1927 Singer Sewing Cabinet Restoration Pt. 2 - Beware What Lurks in the Shadows

I could also subtitle this:

 "Why disassembling a project prior to restoration is not such a bad idea, especially if it's easy to take apart, has been in storage a long time,  and is really really dirty with lots of crevices that are hard to clean"

But That's a lot to type and it doesn't fit so nicely on the page, besides, 

"Beware What Lurks in the Shadows" 

has such a nice ring to it.

Any who, I just know there is some one out there who has read part 1 and has thought to themselves.  

"What a waste of time!  
"That top is the only thing that looks bad. Why on earth is she going to take that whole cabinet apart?  She could  work on as it is and it'd look just as good!"

I know this because the same thought went through my head for a second.  
Followed by:

"Yep, I could do that!  But...... "

 But, there are a few really good reasons to disassemble this piece before I start restoration.  

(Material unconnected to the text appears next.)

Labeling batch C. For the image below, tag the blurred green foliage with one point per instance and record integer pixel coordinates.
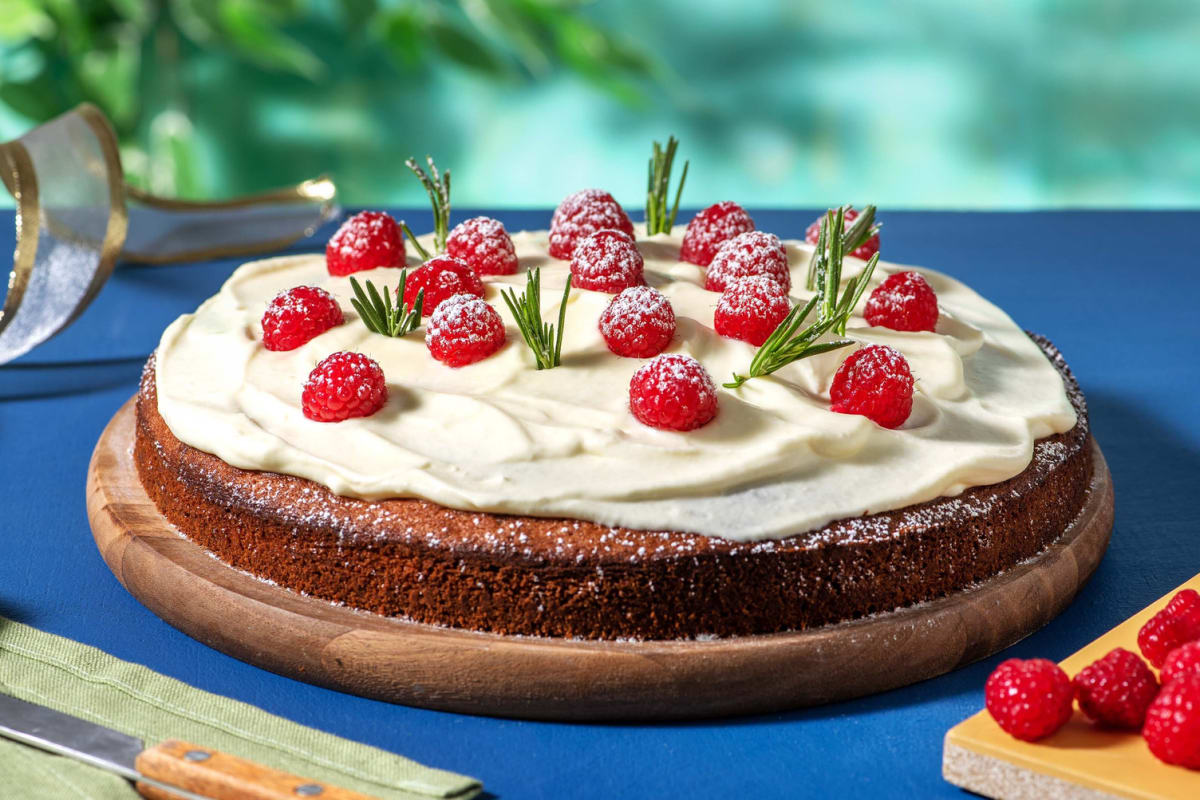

  1. It's got lots of crevices, and it's filthy in those crevices.  I can't get it really clean as it is.  Most of the pieces are just screwed together, so it comes apart and should go back together pretty easy.
  2. It's a learning experience. I can see first hand how the fastenings and mechanisms work.
  3. Working on individual pieces, I'm less likely to accidentally drip the denatured alcohol (which will dissolve the shellac) somewhere it doesn't belong.
  4. The most important reason! I can easily check for things I wouldn't find other wiseThings like hidden damage, 
or these guys:

Talk about a monster case of the Heeby Jeebies! 

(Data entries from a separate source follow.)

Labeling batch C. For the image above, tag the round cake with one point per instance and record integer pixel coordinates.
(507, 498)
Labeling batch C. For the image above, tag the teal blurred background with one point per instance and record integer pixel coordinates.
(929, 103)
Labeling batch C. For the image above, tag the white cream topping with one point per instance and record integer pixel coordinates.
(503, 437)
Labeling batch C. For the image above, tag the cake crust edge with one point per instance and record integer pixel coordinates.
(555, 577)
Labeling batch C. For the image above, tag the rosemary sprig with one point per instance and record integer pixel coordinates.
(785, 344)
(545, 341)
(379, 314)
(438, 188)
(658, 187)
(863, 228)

It's true, I dropped my tools and took rather large and swift step back when I saw the first one.  I probably gasped a little too, and I don't feel a bit ashamed about that!  After all, this cabinet spent some quality time in an attic before it saw the inside of my house.  In these parts it pays to be wary of things that have spent a lot of time in cellars or attics.

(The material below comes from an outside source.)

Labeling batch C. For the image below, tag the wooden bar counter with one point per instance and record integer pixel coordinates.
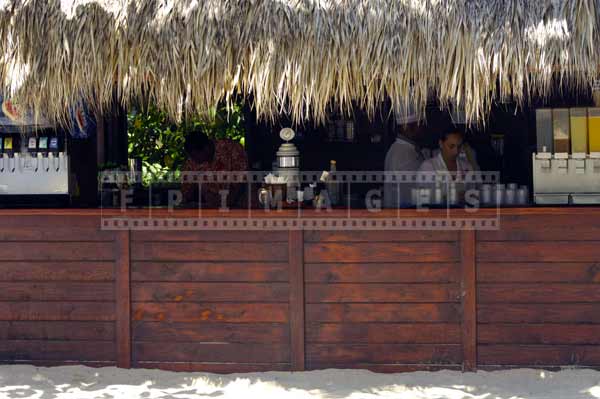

A prod with the screwdriver confirmed the spiders weren't alive.  I continue to take things apart, finding more "dead spiders" as I worked, but not without the nagging feeling that something seemed "off" with my new friends.

So I took a closer look.  Then I saw it!

It's legs are sticking straight out!
Spiders usually curl up when they die. 

Those aren't dead spiders, those are shed spider skins!  

I quickly Goggled "shed spider skins" and scanned the pictures. 

Hmm, those look an awful lot like the ones here on this page about how to identify brown recluse spiders. 

A shiver ran up my spine and my skin began to crawl at the thought.

This cabinet was sitting inside my house for at least a month before I started to take it apart! 

I scanned the floors expecting to see hoards of creepy crawlies marching toward me.  

Whew!  Cat hair, dust, and plenty of crumbs, but no spiders.

Once the panic subsided and rational thought returned, I decided the spiders were probably long gone before the cabinet even got to my house. 

I also realized my floors are filthy and need a good cleaning.